Treatment Considerations
- For patients with persistent proteinuria >0.75-1 g/d despite optimized supportive care, a 6-month course of glucocorticoid therapy may be considered, but with caution in certain patient populations such as those with eGFR <30 ml/min per 1.73 m2, diabetes, obesity, or latent infections 1.
- The use of glucocorticoids in IgAN is not established, and they should be given with extreme caution or avoided entirely in certain patients, highlighting the need for careful consideration of the risks and benefits 1.
- Other immunosuppressive therapies, including azathioprine, cyclophosphamide, calcineurin inhibitors, and rituximab, are not recommended in IgAN, except in specific cases such as rapidly progressive IgAN 1.
Emerging Therapies
- New therapies for high-risk IgAN patients are being evaluated, including sodium-glucose co-transporter-2 inhibitors, sparsentan, atrasentan, hydroxychloroquine, and targeted-release glucocorticoids like budesonide, which has shown potential in reducing proteinuria with fewer adverse events 1.
- The FDA has granted accelerated approval of delayed-release budesonide for primary IgA nephropathy with a UPCR > 1.5 g/g, offering a potential new treatment option for patients with this condition 1.
From the Research
Definition and Overview of IgA Nephropathy
- IgA nephropathy, also known as Immunoglobulin A nephropathy, is the most common form of primary glomerulonephritis worldwide 2, 3, 4, 5, 6.
- It is characterized by the deposition of IgA antibodies in the glomeruli, leading to inflammation and damage to the kidneys 6.
Prognosis and Progression
- The prognosis of IgA nephropathy is generally good, with 15-year rates of kidney survival usually well in excess of 70% 2.
- However, progression to end-stage renal disease can occur, especially in patients with heavy proteinuria and/or elevated serum creatinine levels 4, 5.
- The rate of progression can be slow, and spontaneous remission of disease activity can occur in some patients 2.
Treatment and Management
- The mainstay of therapy for IgA nephropathy is optimized supportive care, including measures to lower blood pressure, reduce proteinuria, and minimize lifestyle risk factors 2, 5.

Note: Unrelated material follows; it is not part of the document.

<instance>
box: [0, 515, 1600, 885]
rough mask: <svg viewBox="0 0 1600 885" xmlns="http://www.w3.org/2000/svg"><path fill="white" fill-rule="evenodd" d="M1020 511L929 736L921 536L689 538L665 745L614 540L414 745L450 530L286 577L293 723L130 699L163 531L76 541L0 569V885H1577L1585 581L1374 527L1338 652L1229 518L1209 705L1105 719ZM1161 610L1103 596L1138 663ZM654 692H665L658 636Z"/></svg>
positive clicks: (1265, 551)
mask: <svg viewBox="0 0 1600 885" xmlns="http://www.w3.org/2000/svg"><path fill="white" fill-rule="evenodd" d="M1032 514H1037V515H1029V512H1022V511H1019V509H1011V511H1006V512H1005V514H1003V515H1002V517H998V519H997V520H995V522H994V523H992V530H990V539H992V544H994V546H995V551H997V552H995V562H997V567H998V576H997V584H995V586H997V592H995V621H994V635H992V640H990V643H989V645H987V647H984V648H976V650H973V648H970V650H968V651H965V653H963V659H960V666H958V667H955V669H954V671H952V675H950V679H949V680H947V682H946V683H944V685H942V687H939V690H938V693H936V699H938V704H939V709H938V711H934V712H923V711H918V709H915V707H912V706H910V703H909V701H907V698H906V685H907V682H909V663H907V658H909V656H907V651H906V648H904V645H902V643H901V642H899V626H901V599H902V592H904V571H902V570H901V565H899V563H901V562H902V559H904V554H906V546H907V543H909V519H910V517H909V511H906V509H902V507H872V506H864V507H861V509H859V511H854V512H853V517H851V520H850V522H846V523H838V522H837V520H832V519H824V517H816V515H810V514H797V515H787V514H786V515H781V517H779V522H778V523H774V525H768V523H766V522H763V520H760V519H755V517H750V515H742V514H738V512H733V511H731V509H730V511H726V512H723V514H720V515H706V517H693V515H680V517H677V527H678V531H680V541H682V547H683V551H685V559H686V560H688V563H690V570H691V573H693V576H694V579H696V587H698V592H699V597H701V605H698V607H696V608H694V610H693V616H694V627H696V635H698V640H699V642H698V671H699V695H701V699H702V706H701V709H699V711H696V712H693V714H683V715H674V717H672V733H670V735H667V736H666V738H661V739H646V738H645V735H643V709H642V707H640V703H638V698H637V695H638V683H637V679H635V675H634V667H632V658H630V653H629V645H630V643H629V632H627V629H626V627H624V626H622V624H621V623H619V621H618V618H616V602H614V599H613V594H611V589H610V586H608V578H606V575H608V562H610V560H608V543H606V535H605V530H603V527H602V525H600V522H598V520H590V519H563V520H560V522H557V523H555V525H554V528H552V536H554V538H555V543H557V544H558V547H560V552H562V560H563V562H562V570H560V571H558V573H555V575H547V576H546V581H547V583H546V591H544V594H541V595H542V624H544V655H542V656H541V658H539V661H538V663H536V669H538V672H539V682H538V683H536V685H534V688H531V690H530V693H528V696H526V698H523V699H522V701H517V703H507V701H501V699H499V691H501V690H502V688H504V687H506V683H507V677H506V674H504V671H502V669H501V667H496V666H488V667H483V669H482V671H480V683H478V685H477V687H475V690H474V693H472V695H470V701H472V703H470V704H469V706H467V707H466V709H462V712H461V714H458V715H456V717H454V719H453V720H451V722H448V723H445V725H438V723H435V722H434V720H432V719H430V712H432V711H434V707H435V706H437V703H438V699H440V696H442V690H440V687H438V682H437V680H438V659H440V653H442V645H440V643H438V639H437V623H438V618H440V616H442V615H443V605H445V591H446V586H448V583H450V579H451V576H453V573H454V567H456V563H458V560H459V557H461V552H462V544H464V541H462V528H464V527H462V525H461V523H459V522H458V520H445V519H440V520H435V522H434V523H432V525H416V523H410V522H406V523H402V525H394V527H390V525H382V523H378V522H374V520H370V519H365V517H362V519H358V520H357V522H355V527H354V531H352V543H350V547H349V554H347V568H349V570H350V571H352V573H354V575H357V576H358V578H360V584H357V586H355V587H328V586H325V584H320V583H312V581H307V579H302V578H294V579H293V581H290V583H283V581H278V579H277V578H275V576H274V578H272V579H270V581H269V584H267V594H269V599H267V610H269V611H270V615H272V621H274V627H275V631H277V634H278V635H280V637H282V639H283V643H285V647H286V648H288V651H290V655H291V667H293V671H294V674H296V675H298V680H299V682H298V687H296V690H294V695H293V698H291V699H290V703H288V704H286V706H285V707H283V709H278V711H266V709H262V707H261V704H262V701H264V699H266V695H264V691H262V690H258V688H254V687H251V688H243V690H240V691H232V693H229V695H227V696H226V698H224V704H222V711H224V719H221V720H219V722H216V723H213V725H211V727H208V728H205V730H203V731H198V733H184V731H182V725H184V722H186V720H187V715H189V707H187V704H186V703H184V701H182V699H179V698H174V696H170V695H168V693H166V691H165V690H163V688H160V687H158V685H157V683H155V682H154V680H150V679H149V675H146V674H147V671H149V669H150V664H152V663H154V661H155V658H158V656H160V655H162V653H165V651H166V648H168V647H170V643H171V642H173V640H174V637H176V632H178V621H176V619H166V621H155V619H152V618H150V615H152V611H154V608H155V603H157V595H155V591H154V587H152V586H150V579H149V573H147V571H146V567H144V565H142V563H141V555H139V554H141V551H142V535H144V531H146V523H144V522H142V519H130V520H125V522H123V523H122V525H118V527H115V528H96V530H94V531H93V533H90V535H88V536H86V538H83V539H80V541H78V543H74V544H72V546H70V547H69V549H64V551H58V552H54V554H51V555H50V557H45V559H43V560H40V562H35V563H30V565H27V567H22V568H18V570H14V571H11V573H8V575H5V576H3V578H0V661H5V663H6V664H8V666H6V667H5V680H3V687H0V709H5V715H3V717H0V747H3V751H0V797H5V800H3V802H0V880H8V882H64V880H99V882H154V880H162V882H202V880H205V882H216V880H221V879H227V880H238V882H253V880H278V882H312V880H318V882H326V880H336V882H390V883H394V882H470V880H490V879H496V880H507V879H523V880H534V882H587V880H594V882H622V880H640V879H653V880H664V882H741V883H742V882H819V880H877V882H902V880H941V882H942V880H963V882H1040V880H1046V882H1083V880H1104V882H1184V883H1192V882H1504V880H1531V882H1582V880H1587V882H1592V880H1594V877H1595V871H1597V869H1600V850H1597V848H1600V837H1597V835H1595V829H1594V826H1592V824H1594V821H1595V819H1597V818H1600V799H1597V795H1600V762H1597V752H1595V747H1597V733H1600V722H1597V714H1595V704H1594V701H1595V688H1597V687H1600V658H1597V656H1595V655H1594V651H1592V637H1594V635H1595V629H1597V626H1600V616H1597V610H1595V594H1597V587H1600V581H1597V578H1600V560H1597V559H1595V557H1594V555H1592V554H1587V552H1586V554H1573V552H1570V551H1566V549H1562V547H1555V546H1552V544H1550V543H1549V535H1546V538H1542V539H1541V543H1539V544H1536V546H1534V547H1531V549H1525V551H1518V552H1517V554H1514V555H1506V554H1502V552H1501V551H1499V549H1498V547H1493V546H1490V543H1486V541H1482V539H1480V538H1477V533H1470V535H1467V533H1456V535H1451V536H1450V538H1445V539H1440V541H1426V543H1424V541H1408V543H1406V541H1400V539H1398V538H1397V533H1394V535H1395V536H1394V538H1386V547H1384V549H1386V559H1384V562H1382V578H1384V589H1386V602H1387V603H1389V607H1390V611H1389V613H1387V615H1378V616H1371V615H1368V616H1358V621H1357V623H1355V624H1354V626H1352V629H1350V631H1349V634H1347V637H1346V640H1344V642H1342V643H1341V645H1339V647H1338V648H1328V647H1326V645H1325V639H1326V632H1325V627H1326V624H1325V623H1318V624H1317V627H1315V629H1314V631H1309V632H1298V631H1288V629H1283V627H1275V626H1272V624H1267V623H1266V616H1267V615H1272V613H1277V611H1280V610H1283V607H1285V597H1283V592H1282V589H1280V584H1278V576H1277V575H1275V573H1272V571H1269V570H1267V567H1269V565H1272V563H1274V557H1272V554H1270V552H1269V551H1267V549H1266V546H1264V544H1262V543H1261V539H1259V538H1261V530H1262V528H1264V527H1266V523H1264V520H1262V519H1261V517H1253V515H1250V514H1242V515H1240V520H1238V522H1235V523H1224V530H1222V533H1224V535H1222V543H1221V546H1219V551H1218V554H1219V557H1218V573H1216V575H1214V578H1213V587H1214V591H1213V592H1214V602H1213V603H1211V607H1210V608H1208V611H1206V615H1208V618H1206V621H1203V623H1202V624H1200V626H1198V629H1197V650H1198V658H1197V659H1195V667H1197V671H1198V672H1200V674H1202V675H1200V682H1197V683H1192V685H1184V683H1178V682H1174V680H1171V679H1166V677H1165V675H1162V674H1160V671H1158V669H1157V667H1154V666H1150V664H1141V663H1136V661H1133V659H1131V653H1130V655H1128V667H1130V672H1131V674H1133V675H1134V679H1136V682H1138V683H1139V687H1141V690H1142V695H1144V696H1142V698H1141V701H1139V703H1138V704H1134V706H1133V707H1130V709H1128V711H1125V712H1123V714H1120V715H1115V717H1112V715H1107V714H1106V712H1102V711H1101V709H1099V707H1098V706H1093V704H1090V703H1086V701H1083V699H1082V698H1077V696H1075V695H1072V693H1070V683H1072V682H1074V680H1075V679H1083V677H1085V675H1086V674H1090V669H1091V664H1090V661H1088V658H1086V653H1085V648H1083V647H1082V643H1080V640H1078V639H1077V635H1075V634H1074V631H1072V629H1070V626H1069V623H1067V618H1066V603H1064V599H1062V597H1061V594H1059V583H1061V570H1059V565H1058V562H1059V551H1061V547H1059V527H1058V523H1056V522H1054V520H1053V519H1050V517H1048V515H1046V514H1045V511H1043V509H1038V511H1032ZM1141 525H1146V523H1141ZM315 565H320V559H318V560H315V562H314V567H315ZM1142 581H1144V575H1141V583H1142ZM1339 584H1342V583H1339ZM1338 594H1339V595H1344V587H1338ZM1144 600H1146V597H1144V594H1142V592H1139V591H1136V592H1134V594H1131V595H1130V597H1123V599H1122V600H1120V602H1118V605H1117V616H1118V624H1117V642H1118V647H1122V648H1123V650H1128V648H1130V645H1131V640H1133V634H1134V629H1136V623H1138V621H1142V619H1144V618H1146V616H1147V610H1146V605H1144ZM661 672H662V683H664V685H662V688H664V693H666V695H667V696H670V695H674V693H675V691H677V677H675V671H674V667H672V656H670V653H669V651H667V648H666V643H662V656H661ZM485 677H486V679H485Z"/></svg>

- Nephroprotective therapies, such as renin-angiotensin-aldosterone system blockade, can help slow the progression of kidney damage 4, 6.
- Immunosuppression, such as corticosteroid therapy, may be considered in some patients, especially those with heavy proteinuria or rapid decline in renal function 2, 5.
- Newer therapies, such as sodium-glucose transporter-2 inhibitors and complement inhibitors, are being evaluated and may offer promising treatment options for IgA nephropathy 3, 6.